Serena Grandi: “Ho paura, il mio ex Luca Iacomoni mi perseguita”

di redazione Blitz
Pubblicato il 2 Settembre 2018 14:50 | Ultimo aggiornamento: 2 Settembre 2018 14:50
serena grandi

Serena Grandi: “Ho paura, il mio ex Luca Iacomoni mi perseguita”

ROMA – “Sono disperata, ho paura: il mio ex mi perseguita”. A lanciare il grido d’allarme è Serena Grandi che in una intervista a TgCom24 confessa di aver sporto denuncia contro il suo ex compagno Luca Iacomoni. [App di Blitzquotidiano, gratis, clicca qui,- Ladyblitz clicca qui –Cronaca Oggi, App on Google Play].

“Sono molto provata – racconta – Ho cercato di tenerlo a freno, ma non ci sono riuscita. Ho dovuto ricorrere a un legale, con tanto di denuncia dai carabinieri. Non parlo di violenza fisica, ma telefonate giorno e notte e messaggi e infinite mail. Ho tenuto tutto, le forze dell’ordine mi hanno detto che avevano bisogno di prove. Ora c’è un ordine di restrizione, con tanto di querela ed esposto”.

L’attrice, che sta vivendo una rinascita professionale e attualmente è impegnata sul set di due film, spiega: “Sono disperata e questo non fa bene al mio lavoro, non mi sento tranquilla. Lui non è un uomo violento, ma ho paura che possa scattare qualcosa di brutto. Non riesco neanche ad uscire sola, sono sicura di incontrarlo sotto casa, guardo tutte le macchine, sto attenta a chi c’è dentro. Ho dovuto cambiare numero di telefono perché era un inferno, avevo bloccato chiamate e messaggi ma mi arrivavano lo stesso telefonate con numeri privati. Mio figlio adesso andrà a lavorare a Milano e sarò sola, come farò? La situazione sta diventando pericolosa”.

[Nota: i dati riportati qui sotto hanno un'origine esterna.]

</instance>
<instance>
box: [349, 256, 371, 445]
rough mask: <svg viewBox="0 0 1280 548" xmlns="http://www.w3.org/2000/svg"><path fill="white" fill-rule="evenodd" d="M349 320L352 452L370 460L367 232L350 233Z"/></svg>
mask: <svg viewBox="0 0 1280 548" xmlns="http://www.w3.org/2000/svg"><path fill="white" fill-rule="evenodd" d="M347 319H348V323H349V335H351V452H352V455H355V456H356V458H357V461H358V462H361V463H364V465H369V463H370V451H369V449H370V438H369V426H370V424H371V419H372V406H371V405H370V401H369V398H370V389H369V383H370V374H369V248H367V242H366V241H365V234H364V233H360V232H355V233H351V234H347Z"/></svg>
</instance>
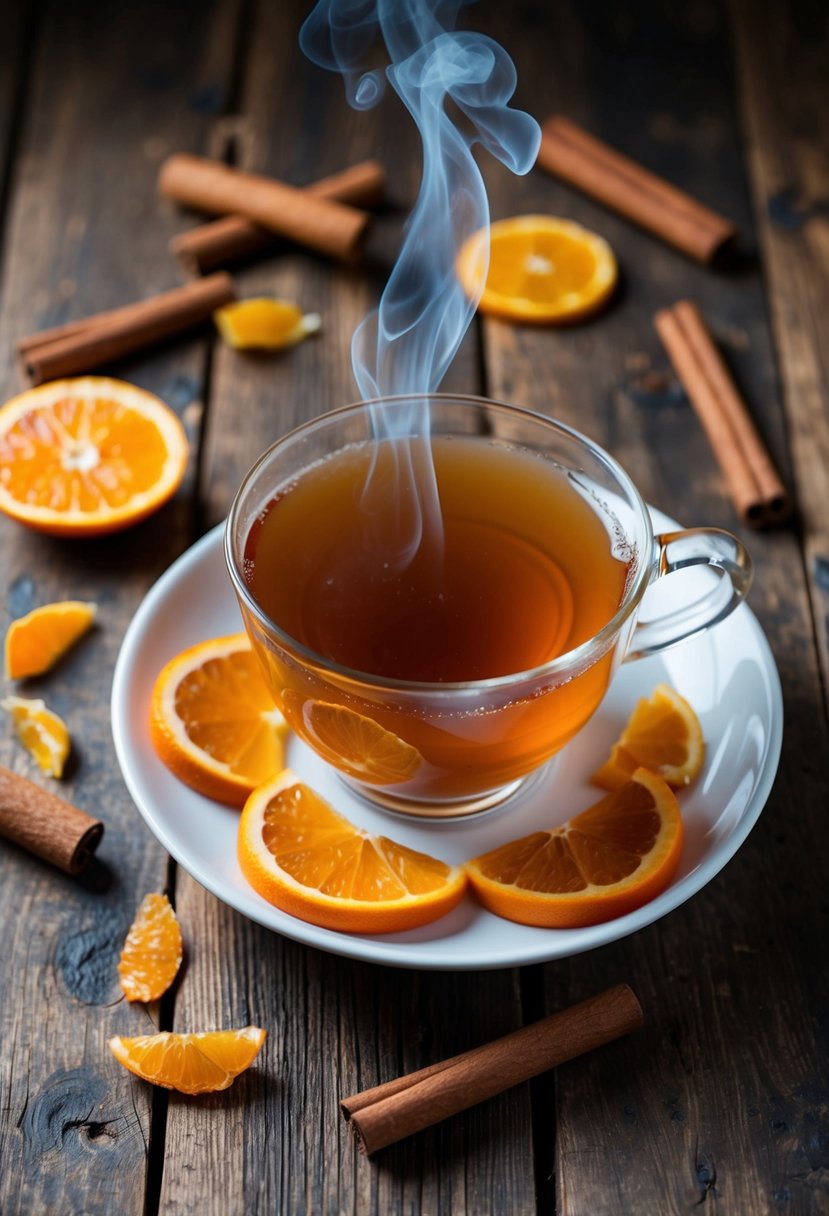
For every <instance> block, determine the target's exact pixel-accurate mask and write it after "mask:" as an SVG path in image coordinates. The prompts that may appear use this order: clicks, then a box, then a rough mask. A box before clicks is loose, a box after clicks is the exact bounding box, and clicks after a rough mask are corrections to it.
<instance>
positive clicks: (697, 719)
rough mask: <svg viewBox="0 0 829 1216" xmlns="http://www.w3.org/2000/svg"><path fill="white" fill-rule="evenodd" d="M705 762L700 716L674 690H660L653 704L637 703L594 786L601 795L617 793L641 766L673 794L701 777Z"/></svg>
mask: <svg viewBox="0 0 829 1216" xmlns="http://www.w3.org/2000/svg"><path fill="white" fill-rule="evenodd" d="M704 759H705V743H704V742H703V728H701V726H700V725H699V719H698V717H697V714H695V713H694V710H693V709H692V708H690V705H689V704H688V702H687V700H686V699H684V697H681V696H679V693H678V692H677V691H676V688H671V686H670V685H658V686H656V687H655V688H654V691H653V693H652V696H650V698H649V699H647V698H642V700H639V702H638V704H637V705H636V709H635V710H633V713H632V714H631V716H630V719H628V721H627V725H626V726H625V730H624V731H622V733H621V734H620V736H619V739H617V742H616V743H615V744H614V747H613V749H611V751H610V756H609V758H608V760H605V762H604V764H603V765H602V766H600V769H597V770H596V772H594V773H593V776H592V777H591V781H592V782H593V784H596V786H600V787H602V789H617V788H619V787H620V786H622V784H624V783H625V782H626V781H630V778H631V776H632V773H633V772H635V771H636V769H638V767H639V765H643V766H644V767H645V769H650V771H652V772H655V773H656V775H658V776H660V777H661V778H662V781H664V782H665V783H666V784H669V786H670V787H671V788H672V789H682V788H683V787H684V786H689V784H690V783H692V781H694V778H695V777H697V776H698V775H699V771H700V769H701V767H703V760H704Z"/></svg>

Con Iacomoni la storia si è interrotta per volere della Grandi: “Da tempo le cose tra noi non funzionavano, sono una donna indipendente, una guerriera e mi sono resa conto che avevo al mio fianco un uomo senza gli attributi. La verità è che non accetta la fine di questa storia, e sono tanti gli uomini che non se ne fanno una ragione, ma perché? La mia è una battaglia anche per tutte le donne che stanno vivendo il mio stesso dramma, so cosa significa vivere nell’incubo, senza contare gli avvocati, i soldi…”, conclude.